No Country For Old Men

 
...The other thing is the old people, and I keep comin back to them. They look at me like its always a question...You see em and they dont even look confused. They just look crazy. That bothers me. Its like they woke up and they dont know how they got where they're at. Well, in a manner of speakin they dont...

I see Cormac McCarthy's No Country For Old Men as an allegory for the present; quite truly our world has become no country for old men, nor women, nor children either.
The story is set in the 1980's, and the early days of the drug wars are used to create the Inferno where every man's hand is raised against another, and the rules of society and religion has broken down. The lure of money leads men to the desert, and ultimately to their destruction. Once we have crossed into the desert, we find it is inhabited by killers and men of violence who hold life cheap.

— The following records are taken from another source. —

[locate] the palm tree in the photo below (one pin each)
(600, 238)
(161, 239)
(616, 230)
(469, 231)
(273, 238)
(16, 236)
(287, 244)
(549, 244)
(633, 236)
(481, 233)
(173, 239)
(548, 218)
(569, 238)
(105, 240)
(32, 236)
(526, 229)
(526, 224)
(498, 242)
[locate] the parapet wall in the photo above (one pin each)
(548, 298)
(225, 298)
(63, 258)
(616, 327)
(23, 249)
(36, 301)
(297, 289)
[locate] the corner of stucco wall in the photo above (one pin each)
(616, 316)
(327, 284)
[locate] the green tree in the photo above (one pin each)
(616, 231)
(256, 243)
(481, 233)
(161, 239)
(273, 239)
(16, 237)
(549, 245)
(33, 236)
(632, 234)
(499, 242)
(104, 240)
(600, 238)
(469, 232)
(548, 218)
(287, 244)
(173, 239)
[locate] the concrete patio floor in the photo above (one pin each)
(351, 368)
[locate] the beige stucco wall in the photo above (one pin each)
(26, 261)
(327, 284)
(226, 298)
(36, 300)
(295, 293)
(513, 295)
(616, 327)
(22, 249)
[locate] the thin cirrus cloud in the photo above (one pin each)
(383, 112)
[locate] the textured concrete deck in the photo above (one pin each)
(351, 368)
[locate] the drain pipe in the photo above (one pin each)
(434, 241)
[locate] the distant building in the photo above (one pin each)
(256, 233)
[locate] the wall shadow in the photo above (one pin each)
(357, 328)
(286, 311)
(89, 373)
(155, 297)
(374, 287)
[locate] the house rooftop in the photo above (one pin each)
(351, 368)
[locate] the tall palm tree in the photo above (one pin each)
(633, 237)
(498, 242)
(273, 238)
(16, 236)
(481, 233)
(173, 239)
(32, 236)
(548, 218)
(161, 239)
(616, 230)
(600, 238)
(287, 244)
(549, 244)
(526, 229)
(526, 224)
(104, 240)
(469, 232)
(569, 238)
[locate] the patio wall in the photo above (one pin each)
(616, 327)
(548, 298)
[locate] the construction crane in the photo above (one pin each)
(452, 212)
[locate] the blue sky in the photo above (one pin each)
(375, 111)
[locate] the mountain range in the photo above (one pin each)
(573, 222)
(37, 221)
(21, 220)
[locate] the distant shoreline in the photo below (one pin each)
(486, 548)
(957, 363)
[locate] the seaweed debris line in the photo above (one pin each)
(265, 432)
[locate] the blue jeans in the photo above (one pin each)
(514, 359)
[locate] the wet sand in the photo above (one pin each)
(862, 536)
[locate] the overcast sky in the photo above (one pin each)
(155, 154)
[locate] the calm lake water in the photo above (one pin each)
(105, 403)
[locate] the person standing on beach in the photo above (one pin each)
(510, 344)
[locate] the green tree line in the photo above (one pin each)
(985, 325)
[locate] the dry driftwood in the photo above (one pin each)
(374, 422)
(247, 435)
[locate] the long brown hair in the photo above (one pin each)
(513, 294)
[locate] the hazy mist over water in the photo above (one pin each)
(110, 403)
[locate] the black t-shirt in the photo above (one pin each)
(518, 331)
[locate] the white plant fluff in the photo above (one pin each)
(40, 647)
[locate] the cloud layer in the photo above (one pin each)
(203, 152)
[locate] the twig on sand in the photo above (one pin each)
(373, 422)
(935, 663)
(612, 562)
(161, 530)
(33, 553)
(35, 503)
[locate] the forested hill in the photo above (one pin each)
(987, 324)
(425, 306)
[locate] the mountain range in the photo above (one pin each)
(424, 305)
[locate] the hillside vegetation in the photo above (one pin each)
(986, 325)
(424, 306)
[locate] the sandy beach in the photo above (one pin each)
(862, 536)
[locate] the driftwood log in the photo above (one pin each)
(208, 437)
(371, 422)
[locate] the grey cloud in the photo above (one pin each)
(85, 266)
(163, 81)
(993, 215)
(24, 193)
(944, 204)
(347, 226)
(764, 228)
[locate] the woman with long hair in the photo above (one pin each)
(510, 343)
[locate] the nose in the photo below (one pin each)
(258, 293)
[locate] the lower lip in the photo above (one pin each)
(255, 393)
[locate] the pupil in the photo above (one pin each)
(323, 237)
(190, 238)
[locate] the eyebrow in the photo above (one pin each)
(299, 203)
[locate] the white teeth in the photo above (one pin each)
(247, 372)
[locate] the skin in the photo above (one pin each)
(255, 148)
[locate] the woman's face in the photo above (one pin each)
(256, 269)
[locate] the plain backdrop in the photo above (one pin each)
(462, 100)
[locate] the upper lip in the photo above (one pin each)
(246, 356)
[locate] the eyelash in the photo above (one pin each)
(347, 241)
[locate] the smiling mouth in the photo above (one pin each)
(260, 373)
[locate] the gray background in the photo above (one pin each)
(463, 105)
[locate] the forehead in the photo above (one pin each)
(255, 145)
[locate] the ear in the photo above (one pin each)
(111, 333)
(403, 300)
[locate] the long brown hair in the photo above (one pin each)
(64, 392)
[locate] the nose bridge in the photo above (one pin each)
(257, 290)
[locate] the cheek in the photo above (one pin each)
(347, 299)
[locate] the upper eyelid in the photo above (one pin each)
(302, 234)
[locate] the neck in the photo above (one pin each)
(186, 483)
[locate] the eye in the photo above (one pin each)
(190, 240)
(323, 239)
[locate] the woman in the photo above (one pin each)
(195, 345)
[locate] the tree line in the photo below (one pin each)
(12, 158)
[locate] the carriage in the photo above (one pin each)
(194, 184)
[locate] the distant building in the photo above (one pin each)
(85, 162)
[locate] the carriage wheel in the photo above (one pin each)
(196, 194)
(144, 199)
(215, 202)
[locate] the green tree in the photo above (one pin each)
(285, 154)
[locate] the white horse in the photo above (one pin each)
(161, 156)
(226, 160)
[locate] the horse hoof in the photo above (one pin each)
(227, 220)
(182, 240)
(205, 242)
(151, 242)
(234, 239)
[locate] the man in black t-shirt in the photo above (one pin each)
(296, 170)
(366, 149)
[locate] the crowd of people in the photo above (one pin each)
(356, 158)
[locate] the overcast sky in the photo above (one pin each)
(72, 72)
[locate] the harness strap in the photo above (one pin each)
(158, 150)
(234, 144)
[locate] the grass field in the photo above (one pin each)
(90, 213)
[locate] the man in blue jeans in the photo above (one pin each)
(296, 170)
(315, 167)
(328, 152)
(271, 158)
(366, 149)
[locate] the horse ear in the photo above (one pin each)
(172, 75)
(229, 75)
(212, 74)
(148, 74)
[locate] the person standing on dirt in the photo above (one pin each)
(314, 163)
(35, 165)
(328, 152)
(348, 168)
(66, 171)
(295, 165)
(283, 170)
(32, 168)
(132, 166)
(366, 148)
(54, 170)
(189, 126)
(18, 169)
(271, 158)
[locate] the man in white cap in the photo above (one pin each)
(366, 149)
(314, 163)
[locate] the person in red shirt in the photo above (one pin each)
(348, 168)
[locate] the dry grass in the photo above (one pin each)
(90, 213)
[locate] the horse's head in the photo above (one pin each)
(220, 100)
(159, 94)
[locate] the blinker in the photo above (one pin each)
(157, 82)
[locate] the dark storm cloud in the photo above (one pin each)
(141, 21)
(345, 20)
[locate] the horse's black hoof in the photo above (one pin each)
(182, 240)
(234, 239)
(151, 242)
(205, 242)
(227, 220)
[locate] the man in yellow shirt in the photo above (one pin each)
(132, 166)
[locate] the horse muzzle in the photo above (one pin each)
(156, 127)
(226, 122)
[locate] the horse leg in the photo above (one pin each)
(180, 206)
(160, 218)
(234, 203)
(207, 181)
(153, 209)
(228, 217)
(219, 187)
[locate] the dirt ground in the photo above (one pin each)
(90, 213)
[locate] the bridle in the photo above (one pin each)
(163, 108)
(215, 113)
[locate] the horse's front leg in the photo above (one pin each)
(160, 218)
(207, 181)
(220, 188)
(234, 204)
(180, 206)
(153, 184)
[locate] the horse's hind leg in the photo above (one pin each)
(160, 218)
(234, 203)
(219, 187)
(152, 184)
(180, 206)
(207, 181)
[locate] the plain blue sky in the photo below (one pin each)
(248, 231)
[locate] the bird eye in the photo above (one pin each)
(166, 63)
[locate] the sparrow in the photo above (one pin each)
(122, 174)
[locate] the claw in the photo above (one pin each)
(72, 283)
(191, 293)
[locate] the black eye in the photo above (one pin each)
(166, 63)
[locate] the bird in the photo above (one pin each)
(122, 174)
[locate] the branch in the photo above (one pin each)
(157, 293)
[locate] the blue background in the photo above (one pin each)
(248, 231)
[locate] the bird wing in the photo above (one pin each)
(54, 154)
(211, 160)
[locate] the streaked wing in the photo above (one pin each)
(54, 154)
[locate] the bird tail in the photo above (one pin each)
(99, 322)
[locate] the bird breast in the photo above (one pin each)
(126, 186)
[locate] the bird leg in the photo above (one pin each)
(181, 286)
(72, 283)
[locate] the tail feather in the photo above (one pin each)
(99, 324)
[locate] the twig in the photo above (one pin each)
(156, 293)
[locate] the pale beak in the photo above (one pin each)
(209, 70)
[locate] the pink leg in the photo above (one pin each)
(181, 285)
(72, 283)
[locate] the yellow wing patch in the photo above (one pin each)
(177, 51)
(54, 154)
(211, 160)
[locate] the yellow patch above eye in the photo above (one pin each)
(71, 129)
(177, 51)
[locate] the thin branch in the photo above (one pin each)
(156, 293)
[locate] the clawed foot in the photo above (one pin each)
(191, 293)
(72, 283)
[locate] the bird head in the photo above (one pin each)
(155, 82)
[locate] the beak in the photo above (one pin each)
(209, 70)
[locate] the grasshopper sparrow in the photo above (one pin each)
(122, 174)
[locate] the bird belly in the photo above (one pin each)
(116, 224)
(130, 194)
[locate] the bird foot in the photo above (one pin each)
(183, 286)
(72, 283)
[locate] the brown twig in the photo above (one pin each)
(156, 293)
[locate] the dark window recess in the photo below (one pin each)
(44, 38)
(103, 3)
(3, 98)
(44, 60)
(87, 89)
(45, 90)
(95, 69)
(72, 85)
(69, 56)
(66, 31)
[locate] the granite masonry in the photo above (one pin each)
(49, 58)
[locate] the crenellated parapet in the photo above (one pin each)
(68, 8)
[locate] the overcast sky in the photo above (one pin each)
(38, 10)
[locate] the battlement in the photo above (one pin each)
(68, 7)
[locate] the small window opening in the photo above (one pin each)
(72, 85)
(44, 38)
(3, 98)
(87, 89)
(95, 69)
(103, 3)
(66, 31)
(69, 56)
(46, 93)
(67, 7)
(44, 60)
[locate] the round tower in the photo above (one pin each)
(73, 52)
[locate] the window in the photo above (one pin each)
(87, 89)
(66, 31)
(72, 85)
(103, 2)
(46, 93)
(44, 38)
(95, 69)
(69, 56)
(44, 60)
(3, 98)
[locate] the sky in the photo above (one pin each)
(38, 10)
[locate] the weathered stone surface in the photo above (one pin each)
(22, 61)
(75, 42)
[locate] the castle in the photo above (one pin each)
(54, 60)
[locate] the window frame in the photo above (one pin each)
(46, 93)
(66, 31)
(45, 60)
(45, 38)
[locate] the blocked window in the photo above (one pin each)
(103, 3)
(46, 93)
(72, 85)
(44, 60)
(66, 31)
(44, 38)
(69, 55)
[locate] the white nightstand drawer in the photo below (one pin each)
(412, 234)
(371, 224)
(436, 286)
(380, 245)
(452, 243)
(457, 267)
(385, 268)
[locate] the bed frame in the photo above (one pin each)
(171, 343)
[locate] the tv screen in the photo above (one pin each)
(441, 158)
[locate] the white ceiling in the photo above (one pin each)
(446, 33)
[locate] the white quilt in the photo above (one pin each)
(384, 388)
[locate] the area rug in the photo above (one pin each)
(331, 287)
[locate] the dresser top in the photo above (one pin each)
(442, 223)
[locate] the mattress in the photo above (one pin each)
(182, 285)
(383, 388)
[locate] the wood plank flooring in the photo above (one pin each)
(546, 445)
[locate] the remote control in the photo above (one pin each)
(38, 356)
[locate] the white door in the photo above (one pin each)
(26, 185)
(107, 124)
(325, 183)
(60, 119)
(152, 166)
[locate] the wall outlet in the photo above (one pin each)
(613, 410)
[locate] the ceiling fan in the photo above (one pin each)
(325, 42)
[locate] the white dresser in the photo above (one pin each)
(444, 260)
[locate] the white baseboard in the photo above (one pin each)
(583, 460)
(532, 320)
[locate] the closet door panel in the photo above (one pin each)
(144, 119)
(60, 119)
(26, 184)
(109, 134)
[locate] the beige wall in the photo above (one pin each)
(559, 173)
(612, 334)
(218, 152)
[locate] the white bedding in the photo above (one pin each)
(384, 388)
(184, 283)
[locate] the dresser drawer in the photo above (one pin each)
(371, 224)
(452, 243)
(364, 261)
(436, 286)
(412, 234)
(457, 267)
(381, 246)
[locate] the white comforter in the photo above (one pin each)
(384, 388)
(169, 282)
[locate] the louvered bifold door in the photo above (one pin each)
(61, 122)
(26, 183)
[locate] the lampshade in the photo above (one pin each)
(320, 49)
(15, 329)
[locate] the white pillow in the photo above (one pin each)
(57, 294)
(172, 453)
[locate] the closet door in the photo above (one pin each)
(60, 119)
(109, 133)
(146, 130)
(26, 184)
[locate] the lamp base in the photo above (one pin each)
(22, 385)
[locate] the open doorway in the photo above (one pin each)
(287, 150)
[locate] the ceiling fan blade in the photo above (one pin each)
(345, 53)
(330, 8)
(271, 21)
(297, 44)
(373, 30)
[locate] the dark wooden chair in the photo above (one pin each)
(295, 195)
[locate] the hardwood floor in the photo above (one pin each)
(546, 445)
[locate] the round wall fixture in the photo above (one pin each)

The good man who has crossed into the desert becomes the prey of killers, and to survive must become a killer himself. He causes the death of his wife; he causes the physical and spiritual death of all whom he has intimately loved, for the transition to the desert destroys the man and his spirit which is tied to all mankind. Groups of killers clash at night. All deaths are certain, for even those killed by mistake are discovered to be corrupted by violent greed. And it will grow to take over countries, as we and Mr. McCarthy know: Colombia and Afghanistan are now both narco-states. We ask: do they feed narco-empires?  

How much of the mindlessness that led to our present economic malaise was fed by substance abuse? I know that back in the 80's, cocaine was the drug of choice on Wall Street. (Certainly, rules such as those allowing insane amounts of leverage let one wonder whether the minds behind the rules were clean.) And how much of the money was narco-money being laundered and hidden?

The sheriff of the story foresees violent greed growing like pestilence and taking over the narrative land where he has lived his life. When he meets other law men in the course of their work, they talk and shake their heads over the breakdown of law and order and civility. In the desert, in Gaza, men kill each other, and they kill civilians, too, on both sides. In the desert of the financial system, men kill each other, and they kill dreams and squander lives and resources.

These sins which lay at the very basis of the 21st century must be removed: the stateless Palestinian and the Inequity of Wealth and Well-being. These are the bases of our godless idolatry, these are the affronts which have been committed for 30 years or more - the space of at least one generation. Otherwise, tell the women to get the children off the streets, for it will continue to be no country for old men, nor anyone else.